X
Xantippe
Guest
Back in the early 1960s, Gloria Steinem went undercover as a Playboy bunny and wrote up her experiences as “A Bunny’s Tale.”You’re complaining that feminists don’t stop men from going to strip clubs?
You’ll find feminists for those establishments and feminists against them. Personally, I believe in MYOB. If they violate your conscience, don’t go. But don’t complain that another diverse group of people dedicated to the betterment of women isn’t controlling your behavior for you.

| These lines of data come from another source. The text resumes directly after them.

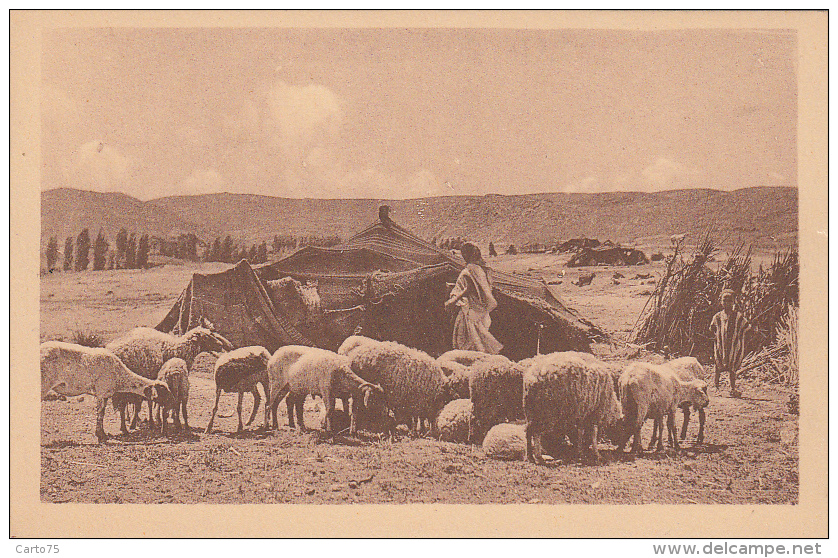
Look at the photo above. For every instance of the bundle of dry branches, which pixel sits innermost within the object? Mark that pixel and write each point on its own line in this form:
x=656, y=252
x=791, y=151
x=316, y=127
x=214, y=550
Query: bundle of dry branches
x=677, y=315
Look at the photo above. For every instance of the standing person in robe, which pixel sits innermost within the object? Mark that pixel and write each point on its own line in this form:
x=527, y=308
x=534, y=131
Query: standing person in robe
x=473, y=294
x=729, y=328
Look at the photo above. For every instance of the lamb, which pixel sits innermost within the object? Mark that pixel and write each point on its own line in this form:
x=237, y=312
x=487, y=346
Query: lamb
x=144, y=351
x=329, y=375
x=466, y=358
x=456, y=379
x=278, y=367
x=687, y=369
x=564, y=392
x=495, y=390
x=412, y=380
x=655, y=391
x=353, y=342
x=239, y=371
x=70, y=369
x=175, y=374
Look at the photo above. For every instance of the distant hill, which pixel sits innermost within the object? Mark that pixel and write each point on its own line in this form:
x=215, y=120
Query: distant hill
x=751, y=214
x=65, y=212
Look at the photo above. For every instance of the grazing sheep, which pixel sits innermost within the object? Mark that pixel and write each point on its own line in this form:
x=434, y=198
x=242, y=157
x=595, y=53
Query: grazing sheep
x=70, y=370
x=454, y=421
x=456, y=379
x=506, y=441
x=175, y=374
x=687, y=369
x=353, y=342
x=566, y=393
x=495, y=389
x=237, y=372
x=466, y=358
x=144, y=351
x=278, y=366
x=329, y=375
x=655, y=391
x=412, y=380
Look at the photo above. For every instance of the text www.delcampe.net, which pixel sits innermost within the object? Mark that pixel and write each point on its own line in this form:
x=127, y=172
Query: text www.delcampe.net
x=736, y=548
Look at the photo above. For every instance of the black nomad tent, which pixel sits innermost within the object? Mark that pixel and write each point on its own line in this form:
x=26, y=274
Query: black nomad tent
x=384, y=282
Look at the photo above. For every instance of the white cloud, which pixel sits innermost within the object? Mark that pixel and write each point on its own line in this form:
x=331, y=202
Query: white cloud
x=665, y=174
x=98, y=166
x=206, y=181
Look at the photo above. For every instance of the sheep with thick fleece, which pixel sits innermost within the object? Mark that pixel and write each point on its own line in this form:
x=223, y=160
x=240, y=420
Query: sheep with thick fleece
x=70, y=369
x=655, y=391
x=566, y=392
x=175, y=374
x=353, y=342
x=278, y=367
x=456, y=379
x=329, y=375
x=454, y=421
x=144, y=350
x=495, y=389
x=412, y=380
x=239, y=371
x=466, y=358
x=687, y=369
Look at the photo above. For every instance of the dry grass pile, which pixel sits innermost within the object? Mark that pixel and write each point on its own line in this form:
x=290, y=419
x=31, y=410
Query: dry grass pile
x=678, y=314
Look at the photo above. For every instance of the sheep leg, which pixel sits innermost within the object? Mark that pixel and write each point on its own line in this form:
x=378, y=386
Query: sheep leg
x=101, y=404
x=299, y=406
x=136, y=417
x=256, y=400
x=214, y=410
x=686, y=422
x=185, y=417
x=592, y=432
x=122, y=426
x=239, y=411
x=673, y=431
x=289, y=403
x=701, y=418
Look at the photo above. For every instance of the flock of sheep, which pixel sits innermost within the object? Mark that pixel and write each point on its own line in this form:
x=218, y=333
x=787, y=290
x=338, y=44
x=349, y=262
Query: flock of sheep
x=461, y=396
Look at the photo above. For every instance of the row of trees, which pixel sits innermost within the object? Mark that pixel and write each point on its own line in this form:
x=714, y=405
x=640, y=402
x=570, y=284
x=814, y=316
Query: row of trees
x=229, y=252
x=130, y=252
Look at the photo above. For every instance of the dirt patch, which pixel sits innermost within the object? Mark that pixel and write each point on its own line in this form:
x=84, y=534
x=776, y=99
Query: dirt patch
x=750, y=455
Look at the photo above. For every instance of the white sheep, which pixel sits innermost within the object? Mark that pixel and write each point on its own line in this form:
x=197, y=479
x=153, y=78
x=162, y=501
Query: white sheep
x=70, y=369
x=175, y=374
x=353, y=342
x=655, y=391
x=412, y=381
x=496, y=391
x=466, y=358
x=278, y=366
x=144, y=350
x=687, y=369
x=329, y=375
x=565, y=393
x=239, y=371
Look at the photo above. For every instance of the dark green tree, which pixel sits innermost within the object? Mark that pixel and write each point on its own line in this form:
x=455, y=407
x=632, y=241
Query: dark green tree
x=83, y=250
x=121, y=246
x=100, y=252
x=68, y=254
x=131, y=252
x=142, y=252
x=52, y=253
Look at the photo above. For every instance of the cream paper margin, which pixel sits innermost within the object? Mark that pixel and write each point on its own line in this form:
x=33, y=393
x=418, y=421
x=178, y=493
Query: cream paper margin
x=29, y=517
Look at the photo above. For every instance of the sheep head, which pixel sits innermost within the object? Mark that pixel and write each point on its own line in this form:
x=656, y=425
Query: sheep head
x=158, y=392
x=368, y=389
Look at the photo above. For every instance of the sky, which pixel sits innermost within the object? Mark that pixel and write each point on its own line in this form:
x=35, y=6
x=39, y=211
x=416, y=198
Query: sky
x=407, y=113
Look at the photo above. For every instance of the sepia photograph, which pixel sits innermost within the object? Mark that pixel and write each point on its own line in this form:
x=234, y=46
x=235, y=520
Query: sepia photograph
x=435, y=261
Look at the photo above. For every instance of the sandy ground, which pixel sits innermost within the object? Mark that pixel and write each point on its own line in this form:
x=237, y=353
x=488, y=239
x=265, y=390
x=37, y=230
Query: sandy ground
x=750, y=454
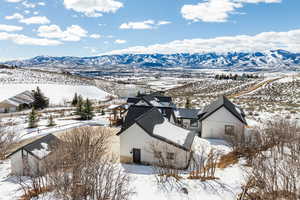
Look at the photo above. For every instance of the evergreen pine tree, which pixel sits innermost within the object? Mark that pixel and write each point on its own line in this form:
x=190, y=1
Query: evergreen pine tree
x=79, y=108
x=33, y=119
x=188, y=103
x=87, y=113
x=75, y=100
x=40, y=101
x=51, y=121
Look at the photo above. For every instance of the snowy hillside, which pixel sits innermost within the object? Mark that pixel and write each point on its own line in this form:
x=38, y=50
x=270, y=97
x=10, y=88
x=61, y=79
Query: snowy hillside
x=58, y=87
x=57, y=93
x=274, y=60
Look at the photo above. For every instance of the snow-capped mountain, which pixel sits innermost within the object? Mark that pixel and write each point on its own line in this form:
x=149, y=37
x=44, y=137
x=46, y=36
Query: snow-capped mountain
x=269, y=60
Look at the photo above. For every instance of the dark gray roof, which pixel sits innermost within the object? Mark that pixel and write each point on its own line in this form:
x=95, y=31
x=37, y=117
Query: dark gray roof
x=186, y=113
x=153, y=117
x=37, y=145
x=133, y=100
x=222, y=101
x=164, y=101
x=133, y=113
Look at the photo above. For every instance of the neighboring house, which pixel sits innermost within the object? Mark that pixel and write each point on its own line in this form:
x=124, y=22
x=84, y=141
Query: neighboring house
x=150, y=134
x=29, y=159
x=149, y=121
x=188, y=118
x=220, y=119
x=15, y=103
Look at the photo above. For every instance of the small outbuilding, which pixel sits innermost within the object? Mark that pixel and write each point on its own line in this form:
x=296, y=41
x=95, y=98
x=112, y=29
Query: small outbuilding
x=221, y=119
x=28, y=159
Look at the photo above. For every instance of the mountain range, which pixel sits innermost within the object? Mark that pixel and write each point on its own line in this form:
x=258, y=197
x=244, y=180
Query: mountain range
x=272, y=60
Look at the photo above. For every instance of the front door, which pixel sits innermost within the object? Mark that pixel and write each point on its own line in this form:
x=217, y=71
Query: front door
x=136, y=155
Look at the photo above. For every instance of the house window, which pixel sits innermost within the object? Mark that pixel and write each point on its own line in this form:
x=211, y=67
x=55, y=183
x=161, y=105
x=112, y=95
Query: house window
x=194, y=123
x=229, y=130
x=170, y=156
x=157, y=154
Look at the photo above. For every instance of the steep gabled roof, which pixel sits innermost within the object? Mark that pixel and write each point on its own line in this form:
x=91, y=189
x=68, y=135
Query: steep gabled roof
x=152, y=100
x=186, y=113
x=133, y=113
x=222, y=101
x=155, y=125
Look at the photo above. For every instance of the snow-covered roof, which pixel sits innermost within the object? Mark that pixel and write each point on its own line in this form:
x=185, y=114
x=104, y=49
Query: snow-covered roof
x=186, y=113
x=171, y=132
x=222, y=101
x=25, y=97
x=41, y=147
x=157, y=126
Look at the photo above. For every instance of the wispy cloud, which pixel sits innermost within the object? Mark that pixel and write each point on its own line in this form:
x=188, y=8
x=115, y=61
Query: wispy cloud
x=10, y=28
x=14, y=16
x=72, y=33
x=35, y=20
x=119, y=41
x=148, y=24
x=21, y=39
x=264, y=41
x=216, y=10
x=95, y=36
x=93, y=8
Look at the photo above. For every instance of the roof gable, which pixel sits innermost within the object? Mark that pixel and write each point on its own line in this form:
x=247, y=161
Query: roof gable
x=41, y=147
x=153, y=118
x=220, y=102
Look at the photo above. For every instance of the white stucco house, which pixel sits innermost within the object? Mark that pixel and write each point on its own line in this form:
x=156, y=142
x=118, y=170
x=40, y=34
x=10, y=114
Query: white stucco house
x=19, y=101
x=155, y=119
x=28, y=159
x=221, y=119
x=150, y=134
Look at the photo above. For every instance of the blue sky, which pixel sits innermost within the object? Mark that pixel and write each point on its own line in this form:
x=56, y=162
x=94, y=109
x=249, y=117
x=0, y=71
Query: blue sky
x=93, y=27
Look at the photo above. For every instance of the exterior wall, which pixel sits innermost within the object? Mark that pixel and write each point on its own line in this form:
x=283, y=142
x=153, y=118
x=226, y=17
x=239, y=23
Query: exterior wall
x=18, y=166
x=172, y=119
x=136, y=137
x=8, y=108
x=214, y=125
x=16, y=163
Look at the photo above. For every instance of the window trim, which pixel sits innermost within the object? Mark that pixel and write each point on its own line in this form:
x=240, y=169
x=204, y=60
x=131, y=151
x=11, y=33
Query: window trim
x=232, y=131
x=170, y=155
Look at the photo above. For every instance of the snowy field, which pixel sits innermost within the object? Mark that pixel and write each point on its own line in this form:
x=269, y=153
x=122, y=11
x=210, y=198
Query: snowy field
x=57, y=93
x=143, y=181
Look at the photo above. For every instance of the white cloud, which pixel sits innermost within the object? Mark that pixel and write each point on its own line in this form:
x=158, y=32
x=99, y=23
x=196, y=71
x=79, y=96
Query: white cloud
x=264, y=41
x=35, y=20
x=216, y=10
x=163, y=22
x=14, y=1
x=95, y=36
x=93, y=50
x=14, y=16
x=118, y=41
x=26, y=4
x=25, y=40
x=10, y=28
x=41, y=3
x=148, y=24
x=72, y=33
x=93, y=8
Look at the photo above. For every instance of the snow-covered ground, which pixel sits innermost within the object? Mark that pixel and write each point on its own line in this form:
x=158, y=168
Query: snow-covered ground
x=57, y=93
x=143, y=181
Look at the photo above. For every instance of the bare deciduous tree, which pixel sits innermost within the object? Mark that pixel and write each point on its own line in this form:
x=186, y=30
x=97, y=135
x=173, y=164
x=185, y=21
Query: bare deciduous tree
x=7, y=138
x=82, y=167
x=275, y=170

Why weren’t feminists protesting strip clubs in the 1970’s? Because back then, raping your wife wasn’t a crime. My mom was told that as a divorced woman, she couldn’t buy car insurance. Overt discrimination in many arenas was totally legal. In short, feminists had bigger fish to fry than a few women (by and large) choosing to be strippers and men choosing to enjoy them.
theguardian.com/commentisfree/2013/may/26/gloria-steinem-bunny-tale-still-relevant-today
"At the core of “A Bunny’s Tale” is Steinem’s belief that the sexual revolution will fail if men are the only ones allowed to define it. In taking on Playboy magazine founder Hugh Hefner and his Playboy Clubs, Steinem showed she could more than hold her own against an opponent with his own media empire.
"By 1960 Playboy was reaching a million readers a month, and in 1963, when “A Bunny’s Tale” was published, the Playboy Clubs were flourishing. Hefner, who had started Playboy in 1953, was at the height of his influence, and not content with making himself rich. He had in 1962 begun penning monthly essays that he insisted would be “the Emancipation Proclamation of the sexual revolution”.
“Steinem was unimpressed. She did not hesitate to treat Hefner’s emancipation claims as bunk. She went after him where he was most vulnerable, showing readers what it actually meant to work at a Playboy Club.”
Check that out–Playboy started in 1953, that most wholesome of postwar years.
That means that by the time the sexual revolution really got rolling in the US, Playboy Magazine had been publishing for nearly two decades.
I wonder–did 1970s feminism start the sexual revolution, or does it make more sense to say that 1970s feminism was a reaction to the ongoing sexual revolution?